What is meant by "Laplace noise"? I am currently writing algorithm for differential privacy using the Laplace mechanism. 
Unfortunately I have no background in statistics, therefore a lot of terms are unknown to me.
So now I'm stumbling over the term: Laplace noise.
 To make a dataset differential private all papers just talk about adding Laplace noise according to the Laplace distribution to the function values. 
$k(X) = f(X) + Y(X)$
(k is the differential private value, f the returned value by the evaluation function and Y the Laplace noise)
Does this mean I create random variables from the Laplace distribution according this function I have from wikipedia https://en.wikipedia.org/wiki/Laplace_distribution?
$ Y = μ − b\  \text{sgn}(U) \ln ⁡ ( 1 − 2 | U | ) $ 
UPDATE: I plotted up to 100 random variables drawn from the function above, but this doesn't give me a Laplace distribution (not even close). But I think it should model a Laplace distribution.
UPDATE2: 
Those are the definitions I have:

(The  Laplace  Mechanism).
  Given  any  function $f:N^{|X|}→R^k$, the Laplace mechanism is defined as: $M_L(x, f(·),\epsilon)=f(x)+(Y_1,...,Y_k)$ where Y are i.i.d. random variables drawn from $Lap(∆f/\epsilon)$ 

As well as:

To generate
  Y
  (
  X
  ), a common choice is to use a Laplace distribution
  with zero mean and
  Δ
  (
  f
  )
  /ε
  scale parameter 

 A: The Laplace or double exponential distribution falls off exponentially to the left and right around some mean. It's basically the exponential mirrored to the other side. 


*

*If you want the likelihood, use the likelihood of the exponential and add an abs() to the observed value. The log likelihood is simply the abs() of the residuals, multiplied by the rate of the exponential.
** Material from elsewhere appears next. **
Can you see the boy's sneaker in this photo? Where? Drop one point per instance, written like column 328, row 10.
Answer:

*To sample, the easiest is to draw from -1,1, and multiply with a draw from the exponential distribution, which is available in most programming languages. Alternatively, as noted above, you will also find direct implementations of the Laplace, but it may require a bit more searching. 
A: You are correct, adding Laplace noise means that to your variable $X$ you add variable $Y$ that follows Laplace distribution. There are multiple reasons why it is called noise. First, think of signal processing, where message is send over some channel and due to imperfect nature of the channel the received signal is noisy, so you have to isolate signal from the noise. Second, in cryptography we also talk about pseudorandom noise and differential privacy is related to cryptography. Third, in statistics and machine learning we also can talk about statistical noise, statistical models include noise or error terms etc. (there is even a book about forecasting names Signal and the noise by Nate Silver). So we use noise as a more precise synonym for ambiguous randomness.
As about random generation, there is a number of ways how you can draw random values following Laplace distribution, for example:


*

*The inverse transform method described on Wikipedia:


f <- function(n) {
   u <- runif(n, -0.5, 0.5)
   sign(u)*log(1-2*abs(u))
}



*If $U$ and $V$ are independent random variables following exponential
distribution, then $Y = U-V$ follows Laplace distribution: 


g <- function(n) { rexp(n)-rexp(n) }



*If $Y$ follows Laplace distribution, then $|Y|$ follows exponential distribution, so:


h <- function(n) { rexp(n)*sample(c(-1,1), n, replace = TRUE) }

On the plots below you can see distribution of $10^{5}$ samples drawn using each of the functions with accompanying Laplace density (red line).

To simplify the examples I use standard Laplace distribution with scale = 1, but you can easily change the outcomes by multiplying the results using different scaling factor.